The second was that she may be a person who was within the class of

other people significant to [the child’s] care, welfare and development

and therefore might have had standing to make application under the Family Law Act.

Her Honour was not impressed by the appellant’s evidence of the nature of the relationship and then said:

“[w]hatever the nature of the relationship at the time A was conceived, it is now very different from a close friendship or a love affair”, and she proceeded to discuss the present state of the relationship between the appellant and the mother, concluding this discussion by saying:
The state of the relationship between these former friends which exists today makes it clear that it would be extremely unpleasant for the mother to be in a position where she was required to have any further contact with the applicant. I am satisfied that it would impinge on her and her family’s need for peace and tranquillity and cause upset in the child’s home which would not be in the child’s interest.

Her Honour also found that in 2 1/2 years the appellant had only seen the child 4 times.

Another issue pressed by the mother and accepted by Lawrie J was that the child’s disabilities were such that she could not communicate with others and was very reliant upon the mother and stepfather.

The appeal

The appellant, who was now reperesented appealed unsuccessfully, the Full Court finding in essence that the various decisions by Lawrie J were within the ambit of her Honour’s discretion.

Comment

What is extraordinary about the comments by Lawrie J about upset is that everyday in the Family Court and Federal Magistrates Court fathers (and occasionally mothers) seek to spend time with their children when it is clear that it would make the former partner feel “extremely unpleasant”. Usually the courts have very little sympathy and press upon that parent the need for the child to know who she or he is.

On reading the appeal court judgment, it seems that the appellant, in being self-represented, made a number of basic errors in running a trial, which were simply too late to fix on appeal.

Elias Principle

It is all too common in property settlement cases where a party might make representations to a third party which are at complete odds to what they are now telling the court. A typical example is a woman saying to Centrelink that she was a single mother, whilst saying in property settlement proceedings that she had committed fraud on Centrelink as she was in a de facto relationship.

The rule in property settlement cases is a rule of family law that when people make representations of fact to third parties and gain advantage from so doing, they cannot in subsequent property proceedings of the Family Law Act lead evidence which contradicts those representations: Elias principle as explained in Jordan (1997).

The principle applied in Elias and similar decisions is more than merely a rule or presumption about credibility, to the effect that in some circumstances a party cannot be expected to be believed if he or she puts a proposition inconsistent with a representation made to revenue authorities. It is a rule of law that prevents a party asserting something in the proceedings.
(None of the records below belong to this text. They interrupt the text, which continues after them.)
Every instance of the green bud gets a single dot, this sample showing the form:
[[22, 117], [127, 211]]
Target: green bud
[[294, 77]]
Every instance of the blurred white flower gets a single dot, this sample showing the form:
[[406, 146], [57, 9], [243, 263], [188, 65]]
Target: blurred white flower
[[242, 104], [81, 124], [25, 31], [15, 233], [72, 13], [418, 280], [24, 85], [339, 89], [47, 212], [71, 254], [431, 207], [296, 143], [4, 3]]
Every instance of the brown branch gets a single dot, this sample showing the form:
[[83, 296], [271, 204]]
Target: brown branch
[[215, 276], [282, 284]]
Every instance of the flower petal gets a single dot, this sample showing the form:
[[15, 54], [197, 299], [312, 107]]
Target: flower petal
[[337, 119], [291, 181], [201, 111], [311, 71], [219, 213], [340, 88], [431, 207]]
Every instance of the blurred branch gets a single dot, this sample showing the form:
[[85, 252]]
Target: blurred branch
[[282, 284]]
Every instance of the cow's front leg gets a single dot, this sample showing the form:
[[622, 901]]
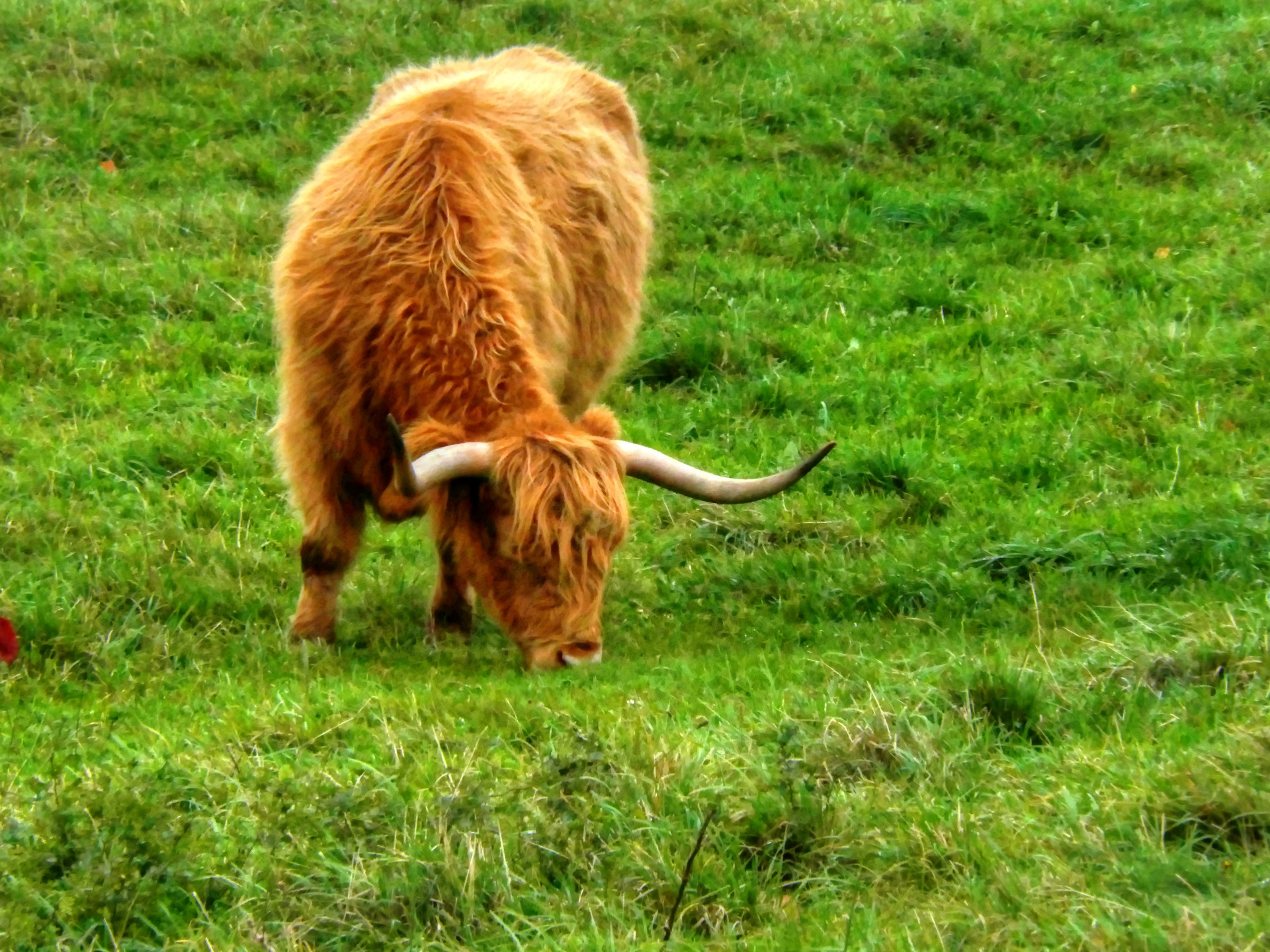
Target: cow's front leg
[[452, 598], [333, 532]]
Why should it have been any different here? The mother made clear representations to doctors that she was in a lesbian relationship with the appellant, and yet now says that she was not.

The relevance of course is that if she were in a lesbian relationship then, the clear inference is that the child was planned by the parties, and the involvement of the appellant in the child’s life is obvious.

This case is a clarion call for lesbian couples to be very careful to protect the rights of their children. Whilst co-parenting agreements are not legally binding, they might be able to show clear evidence that the parties were in a relationship together and had planned the child together, and that therefore the co-parent should be recognised and at some level involved in the child’s life.